15.7.4.5 UNINSTALL COMPONENT Statement

UNINSTALL COMPONENT component_name [, component_name ] ...

This statement deactivates and uninstalls one or more components. A component provides services that are available to the server and other components; see Section 7.5, “MySQL Components”. UNINSTALL COMPONENT is the complement of INSTALL COMPONENT. It requires the DELETE privilege for the mysql.component system table because it removes the row from that table that registers the component. UNINSTALL COMPONENT does not undo persisted variables, including the variables persisted using INSTALL COMPONENT ... SET PERSIST.

Example:

UNINSTALL COMPONENT 'file://component1', 'file://component2';

For information about component naming, see Section 15.7.4.3, “INSTALL COMPONENT Statement”.

If any error occurs, the statement fails and has no effect. For example, this happens if a component name is erroneous, a named component is not installed, or cannot be uninstalled because other installed components depend on it.

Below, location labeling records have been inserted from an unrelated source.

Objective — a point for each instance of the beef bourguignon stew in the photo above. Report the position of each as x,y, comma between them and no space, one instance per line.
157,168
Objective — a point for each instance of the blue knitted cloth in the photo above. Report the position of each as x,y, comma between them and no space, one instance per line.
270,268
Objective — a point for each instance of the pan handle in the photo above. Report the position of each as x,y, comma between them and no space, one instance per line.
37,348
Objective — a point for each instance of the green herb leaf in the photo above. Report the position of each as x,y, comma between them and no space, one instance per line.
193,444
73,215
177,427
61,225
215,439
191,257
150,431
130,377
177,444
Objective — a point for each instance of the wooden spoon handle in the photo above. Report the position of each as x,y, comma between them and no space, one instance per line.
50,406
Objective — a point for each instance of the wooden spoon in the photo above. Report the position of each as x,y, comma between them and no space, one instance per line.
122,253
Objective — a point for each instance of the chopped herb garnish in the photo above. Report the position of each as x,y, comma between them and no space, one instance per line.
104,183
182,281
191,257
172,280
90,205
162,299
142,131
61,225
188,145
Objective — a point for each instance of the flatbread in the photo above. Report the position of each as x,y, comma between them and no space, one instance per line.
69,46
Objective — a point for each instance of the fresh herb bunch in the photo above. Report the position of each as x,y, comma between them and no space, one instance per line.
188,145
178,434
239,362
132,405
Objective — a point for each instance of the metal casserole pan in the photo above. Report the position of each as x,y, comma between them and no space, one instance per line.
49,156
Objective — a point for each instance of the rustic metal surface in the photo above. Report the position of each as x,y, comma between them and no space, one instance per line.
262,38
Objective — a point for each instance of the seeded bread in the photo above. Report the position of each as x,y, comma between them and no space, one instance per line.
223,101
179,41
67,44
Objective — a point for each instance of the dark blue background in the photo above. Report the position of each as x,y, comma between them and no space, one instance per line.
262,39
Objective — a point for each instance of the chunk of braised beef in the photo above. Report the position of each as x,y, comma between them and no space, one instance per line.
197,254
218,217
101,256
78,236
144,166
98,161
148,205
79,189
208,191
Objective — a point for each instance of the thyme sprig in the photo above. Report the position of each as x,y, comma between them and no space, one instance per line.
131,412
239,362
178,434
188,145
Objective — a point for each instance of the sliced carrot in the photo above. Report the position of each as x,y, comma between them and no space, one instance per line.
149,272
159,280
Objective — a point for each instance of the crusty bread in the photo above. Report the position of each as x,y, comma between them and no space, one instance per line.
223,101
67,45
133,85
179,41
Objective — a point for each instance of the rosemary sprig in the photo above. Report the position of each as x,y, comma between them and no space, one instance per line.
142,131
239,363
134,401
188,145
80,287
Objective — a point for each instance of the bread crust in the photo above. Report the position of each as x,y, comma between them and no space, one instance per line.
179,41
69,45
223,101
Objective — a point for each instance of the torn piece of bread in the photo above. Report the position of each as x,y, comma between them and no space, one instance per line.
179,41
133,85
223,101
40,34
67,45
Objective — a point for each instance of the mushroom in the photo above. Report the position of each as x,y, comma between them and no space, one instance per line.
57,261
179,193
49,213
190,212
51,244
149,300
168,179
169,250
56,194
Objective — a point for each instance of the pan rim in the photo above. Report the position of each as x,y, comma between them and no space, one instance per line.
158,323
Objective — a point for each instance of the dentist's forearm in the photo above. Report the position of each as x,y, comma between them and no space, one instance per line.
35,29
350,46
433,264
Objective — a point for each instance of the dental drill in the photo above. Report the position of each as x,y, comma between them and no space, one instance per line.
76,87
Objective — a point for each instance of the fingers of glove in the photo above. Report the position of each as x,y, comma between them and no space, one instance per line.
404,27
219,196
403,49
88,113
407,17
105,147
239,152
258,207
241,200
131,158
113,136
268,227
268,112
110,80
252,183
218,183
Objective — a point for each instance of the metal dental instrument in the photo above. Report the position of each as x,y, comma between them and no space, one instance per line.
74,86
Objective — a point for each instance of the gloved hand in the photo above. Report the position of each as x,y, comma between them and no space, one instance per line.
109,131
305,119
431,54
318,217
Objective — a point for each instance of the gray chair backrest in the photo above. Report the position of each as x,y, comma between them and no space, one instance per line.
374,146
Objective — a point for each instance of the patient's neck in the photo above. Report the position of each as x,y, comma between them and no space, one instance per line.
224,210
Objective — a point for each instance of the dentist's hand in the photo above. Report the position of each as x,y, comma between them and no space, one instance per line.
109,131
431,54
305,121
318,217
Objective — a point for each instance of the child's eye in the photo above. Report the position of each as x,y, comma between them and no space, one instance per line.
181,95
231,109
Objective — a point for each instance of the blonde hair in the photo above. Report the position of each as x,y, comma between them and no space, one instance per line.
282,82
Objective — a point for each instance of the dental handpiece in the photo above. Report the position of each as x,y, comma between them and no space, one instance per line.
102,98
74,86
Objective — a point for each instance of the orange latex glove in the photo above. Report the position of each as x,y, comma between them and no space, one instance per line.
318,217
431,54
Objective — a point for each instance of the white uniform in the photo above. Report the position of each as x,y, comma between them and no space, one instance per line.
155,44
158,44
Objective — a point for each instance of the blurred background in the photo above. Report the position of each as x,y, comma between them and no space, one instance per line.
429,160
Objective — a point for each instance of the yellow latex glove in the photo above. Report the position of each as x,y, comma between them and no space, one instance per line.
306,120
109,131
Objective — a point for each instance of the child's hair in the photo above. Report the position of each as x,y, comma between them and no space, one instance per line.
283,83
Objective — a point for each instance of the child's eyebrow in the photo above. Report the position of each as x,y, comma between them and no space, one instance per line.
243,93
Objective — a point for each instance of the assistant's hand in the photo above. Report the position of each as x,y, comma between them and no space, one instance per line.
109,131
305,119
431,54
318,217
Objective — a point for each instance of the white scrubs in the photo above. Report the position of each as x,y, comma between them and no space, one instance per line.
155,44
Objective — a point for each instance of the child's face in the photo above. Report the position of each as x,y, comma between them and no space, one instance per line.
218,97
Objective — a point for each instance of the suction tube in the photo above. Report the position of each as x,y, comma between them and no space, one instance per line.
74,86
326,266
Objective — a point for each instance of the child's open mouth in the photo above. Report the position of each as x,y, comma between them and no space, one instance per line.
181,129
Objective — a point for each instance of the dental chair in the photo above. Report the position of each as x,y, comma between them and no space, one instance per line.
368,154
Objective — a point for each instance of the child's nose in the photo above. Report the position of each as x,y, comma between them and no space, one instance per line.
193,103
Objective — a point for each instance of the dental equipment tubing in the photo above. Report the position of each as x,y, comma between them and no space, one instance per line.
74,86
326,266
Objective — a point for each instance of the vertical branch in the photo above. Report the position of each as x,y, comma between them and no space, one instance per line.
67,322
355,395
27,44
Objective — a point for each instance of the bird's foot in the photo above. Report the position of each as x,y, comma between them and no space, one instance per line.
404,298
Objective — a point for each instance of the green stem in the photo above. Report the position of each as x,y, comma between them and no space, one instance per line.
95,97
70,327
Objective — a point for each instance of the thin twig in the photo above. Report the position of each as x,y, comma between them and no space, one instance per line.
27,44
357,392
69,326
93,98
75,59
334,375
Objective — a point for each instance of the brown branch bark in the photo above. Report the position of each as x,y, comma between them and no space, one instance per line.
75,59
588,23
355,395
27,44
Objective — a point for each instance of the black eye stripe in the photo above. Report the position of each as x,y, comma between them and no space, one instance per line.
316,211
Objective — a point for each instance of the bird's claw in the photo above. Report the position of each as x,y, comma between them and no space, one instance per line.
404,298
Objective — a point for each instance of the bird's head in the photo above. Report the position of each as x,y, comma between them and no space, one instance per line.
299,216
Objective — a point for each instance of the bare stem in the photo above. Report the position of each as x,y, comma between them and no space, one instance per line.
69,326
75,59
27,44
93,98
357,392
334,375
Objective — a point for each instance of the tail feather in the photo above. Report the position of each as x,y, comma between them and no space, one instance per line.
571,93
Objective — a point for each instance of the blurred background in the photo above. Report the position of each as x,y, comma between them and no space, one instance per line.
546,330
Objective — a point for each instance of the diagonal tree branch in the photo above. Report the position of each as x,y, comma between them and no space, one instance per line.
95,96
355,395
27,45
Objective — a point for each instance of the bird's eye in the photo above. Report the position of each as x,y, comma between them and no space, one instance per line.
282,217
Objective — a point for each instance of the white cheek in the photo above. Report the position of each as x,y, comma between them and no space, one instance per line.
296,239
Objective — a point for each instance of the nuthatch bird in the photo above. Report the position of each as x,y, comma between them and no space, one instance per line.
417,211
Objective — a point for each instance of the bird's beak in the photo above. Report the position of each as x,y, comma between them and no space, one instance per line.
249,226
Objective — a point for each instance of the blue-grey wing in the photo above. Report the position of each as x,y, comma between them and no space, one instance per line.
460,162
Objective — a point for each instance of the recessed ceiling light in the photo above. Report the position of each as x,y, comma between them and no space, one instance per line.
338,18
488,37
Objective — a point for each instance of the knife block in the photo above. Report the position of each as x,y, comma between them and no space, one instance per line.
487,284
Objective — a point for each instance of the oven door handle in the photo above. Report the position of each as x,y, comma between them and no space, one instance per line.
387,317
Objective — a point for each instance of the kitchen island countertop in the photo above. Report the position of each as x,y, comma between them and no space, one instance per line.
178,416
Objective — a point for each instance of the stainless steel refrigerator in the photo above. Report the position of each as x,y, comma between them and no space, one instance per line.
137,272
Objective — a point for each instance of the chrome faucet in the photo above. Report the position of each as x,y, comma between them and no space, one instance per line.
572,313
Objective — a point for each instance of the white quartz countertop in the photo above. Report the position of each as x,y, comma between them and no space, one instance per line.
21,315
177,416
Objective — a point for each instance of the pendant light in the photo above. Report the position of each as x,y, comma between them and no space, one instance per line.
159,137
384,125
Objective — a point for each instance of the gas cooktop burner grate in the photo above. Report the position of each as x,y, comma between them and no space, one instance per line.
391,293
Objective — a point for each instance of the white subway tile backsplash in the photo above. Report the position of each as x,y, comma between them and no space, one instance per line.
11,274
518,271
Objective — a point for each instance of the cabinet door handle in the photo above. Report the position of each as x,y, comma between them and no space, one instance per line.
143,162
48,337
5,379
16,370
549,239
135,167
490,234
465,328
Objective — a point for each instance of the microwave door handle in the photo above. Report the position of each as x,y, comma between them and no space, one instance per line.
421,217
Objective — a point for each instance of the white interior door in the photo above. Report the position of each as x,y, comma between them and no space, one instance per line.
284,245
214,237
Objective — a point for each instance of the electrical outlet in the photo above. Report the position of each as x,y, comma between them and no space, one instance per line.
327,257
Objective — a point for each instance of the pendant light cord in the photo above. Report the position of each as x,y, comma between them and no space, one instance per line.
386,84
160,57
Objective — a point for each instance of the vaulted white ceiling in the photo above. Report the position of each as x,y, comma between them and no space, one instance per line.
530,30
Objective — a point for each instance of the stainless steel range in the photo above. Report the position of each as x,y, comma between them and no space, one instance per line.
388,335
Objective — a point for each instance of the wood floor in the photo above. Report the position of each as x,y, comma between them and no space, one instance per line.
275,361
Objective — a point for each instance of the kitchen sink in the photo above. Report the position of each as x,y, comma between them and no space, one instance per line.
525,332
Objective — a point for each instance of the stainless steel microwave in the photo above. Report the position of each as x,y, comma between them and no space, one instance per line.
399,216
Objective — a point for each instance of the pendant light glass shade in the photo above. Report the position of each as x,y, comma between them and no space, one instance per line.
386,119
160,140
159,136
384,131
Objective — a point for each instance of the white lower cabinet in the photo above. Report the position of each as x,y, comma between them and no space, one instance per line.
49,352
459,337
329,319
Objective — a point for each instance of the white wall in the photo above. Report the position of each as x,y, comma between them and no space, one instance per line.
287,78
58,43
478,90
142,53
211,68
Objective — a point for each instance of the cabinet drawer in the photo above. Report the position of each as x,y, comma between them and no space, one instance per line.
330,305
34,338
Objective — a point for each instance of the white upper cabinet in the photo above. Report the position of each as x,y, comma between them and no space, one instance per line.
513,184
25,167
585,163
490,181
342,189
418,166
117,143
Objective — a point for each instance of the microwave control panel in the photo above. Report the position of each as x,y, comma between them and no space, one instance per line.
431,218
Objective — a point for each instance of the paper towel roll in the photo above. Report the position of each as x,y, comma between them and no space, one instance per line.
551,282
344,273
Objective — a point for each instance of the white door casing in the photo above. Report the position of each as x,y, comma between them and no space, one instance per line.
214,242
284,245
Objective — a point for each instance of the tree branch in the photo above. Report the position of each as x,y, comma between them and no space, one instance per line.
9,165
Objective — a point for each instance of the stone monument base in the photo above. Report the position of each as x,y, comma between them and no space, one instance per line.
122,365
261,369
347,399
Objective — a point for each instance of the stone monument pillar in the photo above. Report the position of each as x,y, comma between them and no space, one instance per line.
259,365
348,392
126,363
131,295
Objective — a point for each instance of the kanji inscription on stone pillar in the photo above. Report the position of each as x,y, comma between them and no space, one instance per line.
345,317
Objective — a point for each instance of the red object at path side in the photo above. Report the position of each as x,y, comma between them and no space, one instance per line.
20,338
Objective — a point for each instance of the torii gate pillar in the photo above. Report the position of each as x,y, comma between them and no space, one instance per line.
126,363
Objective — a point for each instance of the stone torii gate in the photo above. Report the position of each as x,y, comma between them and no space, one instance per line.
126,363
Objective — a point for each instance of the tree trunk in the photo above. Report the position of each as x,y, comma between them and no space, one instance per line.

A loader service handles component unloading, which includes removing uninstalled components from the mysql.component system table that serves as a registry. As a result, unloaded components are not loaded during the startup sequence for subsequent server restarts.

Note

This statement has no effect for keyring components, which are loaded using a manifest file and cannot be uninstalled. See Section 8.4.4.2, “Keyring Component Installation”.